Are you laughing at me? Because so help me, if you are –

I am not laughing at you
, Laserbeak spoke over the private radio line that all of Soundwave’s cassettes shared, trying its best to maintain a façade of cool indifference as it perched on a tree limb over the little tableau below it.

The twins, on the other hand, had absolutely no problem and were leaning on one another, wheezing with laughter. “Awww, poor lil’ kitty-cat!”, Frenzy cooed, and both he and his brother went off into another fit.

Ravage, jaws working furiously despite every effort to keep them still, glared murderously at them. He ducked his head once again and frantically tried to paw at the inside of his muzzle, but the fraggingly pervasive substance might as well have had sentience, the way it refused to come off. He paced frantically, chewing and chewing and chewing and chewing, growling and snarling.

It was meant to be a simple snatch-and-run – the kidnapping of a top American physicist’s family, or at least any one of its members. Humans could form unexpectedly close-knit ties with unrelated members of the species: wives, husbands, offspring and the such. Any one of them that the cassettes could secure would likely guarantee the human’s cooperation, which is what mattered. So, in true and tried fashion, Ravage had charged through the flimsy front door of the residential structure, intent on securing a hostage and stampeding any other organics in residence so that they could be picked off by the two sets of twins waiting outside. The stampeding part had gone off without a hitch.

But the female he’d targeted had been armed with what he was beginning to think was a biological weapon of heretofore unknown power.
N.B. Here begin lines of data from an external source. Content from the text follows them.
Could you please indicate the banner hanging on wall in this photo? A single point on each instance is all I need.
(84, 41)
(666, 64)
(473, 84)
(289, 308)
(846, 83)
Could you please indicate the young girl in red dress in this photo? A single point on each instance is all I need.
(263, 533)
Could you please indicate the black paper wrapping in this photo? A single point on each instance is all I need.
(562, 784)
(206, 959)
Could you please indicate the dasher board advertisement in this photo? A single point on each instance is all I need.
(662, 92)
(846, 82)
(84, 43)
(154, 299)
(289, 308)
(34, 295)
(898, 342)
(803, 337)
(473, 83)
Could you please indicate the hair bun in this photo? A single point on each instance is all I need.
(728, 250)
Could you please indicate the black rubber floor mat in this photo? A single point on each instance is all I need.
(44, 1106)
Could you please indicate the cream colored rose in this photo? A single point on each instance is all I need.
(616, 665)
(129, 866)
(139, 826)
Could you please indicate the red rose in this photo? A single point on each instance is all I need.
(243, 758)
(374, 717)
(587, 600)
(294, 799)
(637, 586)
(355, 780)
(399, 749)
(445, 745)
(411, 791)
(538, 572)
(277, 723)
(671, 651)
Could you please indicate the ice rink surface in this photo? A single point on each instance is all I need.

She hadn’t thrown knives, she hadn’t thrown plates (he’d had that happen a couple of times); instead she’d picked up the plastic container in her hands and chucked it directly at the feline, who’d automatically snatched it from mid-air. Unfortunately, he’d not expected the thing to be as flimsy as it was, and had crushed it, spilling the substance within it.

Which was not budging.

Ravage rubbed first one side of his muzzle and then the other against the ground, chewing frantically as much out of desperation as because he couldn’t help himself. The stuff was oozing past the seams of his muzzle and inching its way along delicate circuitry, and some sort of self-preservation subroutine was getting triggered that made his jaws work furiously whether he wanted them to or not.

Stop that!, Laserbeak gave him a jaundiced glare from its perch

I. CAN’T!, he tried to snarl at the raptor, but vocalizing through the unceasing chewing was absolutely impossible.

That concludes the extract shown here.